Originally, Sheriff Jeff Easter, in a press conference just four days after Lofton’s death, claimed that a preliminary autopsy only showed scratches and a bruise, no life-threatening injuries. Now an autopsy report on Monday ruled Lofton’s death a homicide.
“In my opinion, Cedric Lofton died as a result of complications from cardiopulmonary arrest sustained after physical struggle while restrained in the prone position,” Chief Medical Examiner Timothy Gorrill wrote in the autopsy report, according to NPR. “The manner of death is homicide.”
According to KSNW, on Sept. 24, Lofton’s foster father called 911 for help with his son’s mental health crisis. Lofton resisted Wichita officers who tried to get him to go in for mental treatment and allegedly physically assaulted them. The teenager was arrested on charges of suspicion of battering an officer.
He was taken to the juvenile center, but also became combative with the staff who claim the teen became physical with them as well. Lofton was restrained after a struggle and within minutes, he stopped breathing, according to reports.
Lofton died in a local hospital two days later on Sept. 26, per NPR. The unidentified staff members involved in the altercation are currently on paid administrative leave, pending an investigation.
“Between the video evidence that we reviewed and the autopsy, it’s clear that this young man was unjustifiably killed,” said Chicago civil rights attorney Andrew Stroth, one of the lawyers representing Lofton’s family, according to NPR. Stroth is also calling on Sedgwick County District Attorney Marc Bennett, to press charges. Bennett’s office is investigating the teen’s death,
Here’s more from NPR:
The 5-foot-10, 135-pound Lofton resisted police, assaulting one or more of the officers, according the autopsy report, and he was taken to the juvenile center and put in a cell at 2:45 a.m. The autopsy report said that staff at the center let him out of his cell at 4:20 a.m. — to use the restroom, according to the KBI. Lofton was “uncooperative and agitated” and punched a staff member in the head, according to the autopsy report, leading to the struggle with multiple staff members.
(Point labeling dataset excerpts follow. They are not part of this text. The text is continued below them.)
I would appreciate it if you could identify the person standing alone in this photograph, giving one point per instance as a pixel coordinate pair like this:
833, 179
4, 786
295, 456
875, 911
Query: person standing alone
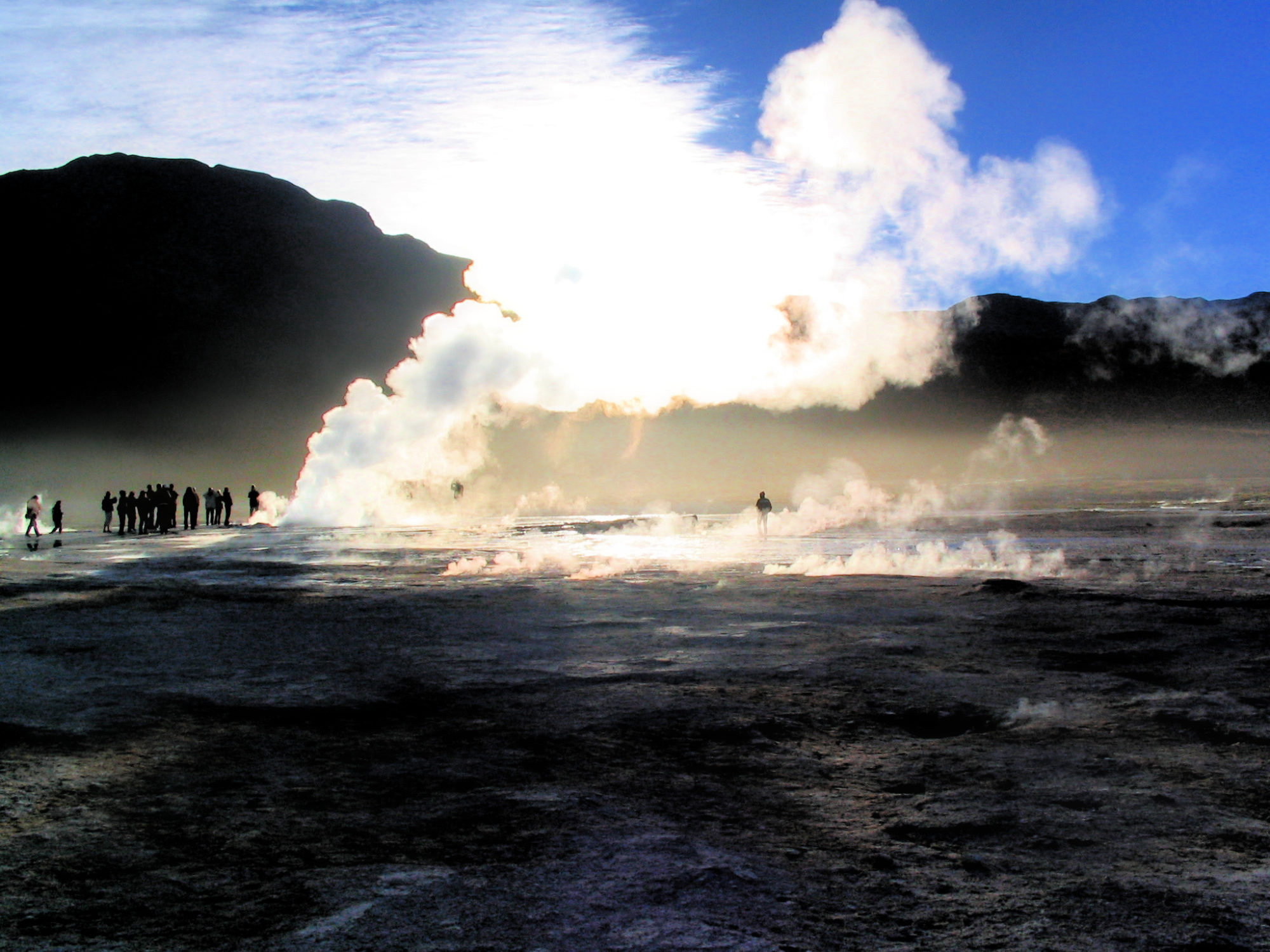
764, 506
34, 510
107, 511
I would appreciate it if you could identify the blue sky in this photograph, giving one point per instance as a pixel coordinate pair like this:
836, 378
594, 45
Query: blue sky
1169, 105
1170, 102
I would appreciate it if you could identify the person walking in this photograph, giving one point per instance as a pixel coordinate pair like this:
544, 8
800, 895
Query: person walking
34, 510
764, 506
190, 505
107, 511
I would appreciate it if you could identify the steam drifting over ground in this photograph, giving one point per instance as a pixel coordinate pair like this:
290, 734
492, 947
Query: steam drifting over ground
665, 270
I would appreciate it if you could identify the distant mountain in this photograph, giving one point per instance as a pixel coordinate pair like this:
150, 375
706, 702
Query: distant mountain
143, 294
1142, 360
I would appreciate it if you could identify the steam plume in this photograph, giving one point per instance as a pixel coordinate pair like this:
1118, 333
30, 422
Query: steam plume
858, 204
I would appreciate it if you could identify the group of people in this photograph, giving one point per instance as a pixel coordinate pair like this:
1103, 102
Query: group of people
156, 510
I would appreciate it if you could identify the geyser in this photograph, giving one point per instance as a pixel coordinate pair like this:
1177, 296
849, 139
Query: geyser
650, 268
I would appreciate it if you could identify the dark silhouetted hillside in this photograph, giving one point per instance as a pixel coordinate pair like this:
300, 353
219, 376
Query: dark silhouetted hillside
142, 291
1144, 360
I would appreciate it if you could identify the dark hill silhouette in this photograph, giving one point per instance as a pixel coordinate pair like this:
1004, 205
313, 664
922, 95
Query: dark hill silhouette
1142, 360
145, 291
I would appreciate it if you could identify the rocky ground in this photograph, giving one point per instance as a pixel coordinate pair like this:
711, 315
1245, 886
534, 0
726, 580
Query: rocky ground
728, 761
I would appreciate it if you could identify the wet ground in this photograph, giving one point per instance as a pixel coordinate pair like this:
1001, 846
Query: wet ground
228, 755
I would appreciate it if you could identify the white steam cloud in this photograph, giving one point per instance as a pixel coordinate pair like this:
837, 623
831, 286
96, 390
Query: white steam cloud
544, 142
773, 281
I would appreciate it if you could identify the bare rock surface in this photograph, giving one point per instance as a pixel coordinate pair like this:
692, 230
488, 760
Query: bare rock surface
655, 762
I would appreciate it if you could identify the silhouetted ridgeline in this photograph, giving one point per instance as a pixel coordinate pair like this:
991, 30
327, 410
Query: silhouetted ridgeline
1144, 360
143, 290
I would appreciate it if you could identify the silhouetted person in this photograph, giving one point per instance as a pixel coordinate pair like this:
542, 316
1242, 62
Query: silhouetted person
764, 506
145, 511
190, 505
34, 510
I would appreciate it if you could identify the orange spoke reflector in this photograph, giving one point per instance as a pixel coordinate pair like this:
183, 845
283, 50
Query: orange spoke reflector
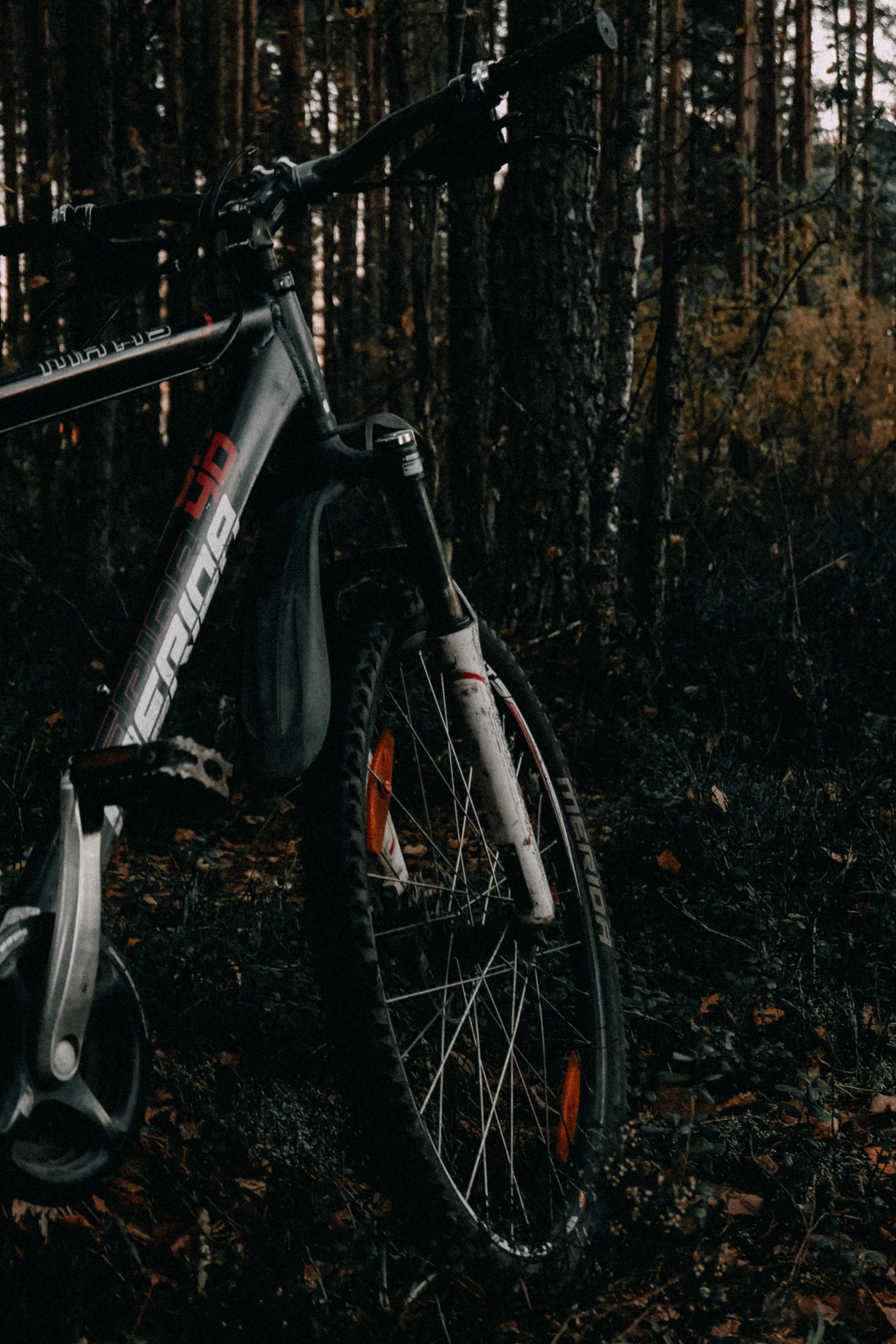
569, 1107
379, 791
Progeny, a partnership pushing Kansas to stop incarcerating young offenders and expand community programs instead, called Lofton “a young person in crisis.”
“We cannot continue to fail our youth in Kansas by leaving them with nobody to call during a mental health crisis, and we cannot allow another young person to lose their life when they just needed help,” it said in a statement.
The autopsy report said after the altercation with juvenile center employees started, Lofton’s ankles were shackled, he was “moved to the floor” and rolled onto his stomach, and he continued to struggle before being handcuffed. The autopsy report said Lofton then “calmed down, making occasional snoring sounds.” A minute after being unable to find a pulse, staff began chest compressions and called emergency personnel, just before 5:15 a.m., the report said.
Emergency responders were able to get a pulse, but the autopsy report concluded that further hospital treatment was complicated by brain injuries from a lack of oxygen, respiratory failure and “acute kidney injury.” KSNW reports that Lofton also tested positive for COVID-19 and a drug screening found marijuana in his system.
“The family lost their son and their brother, so it’s just a tragic and unjustified death,” Stroth said, per NPR. “The family is is going to continue to seek answers and pursue all legal remedies available.”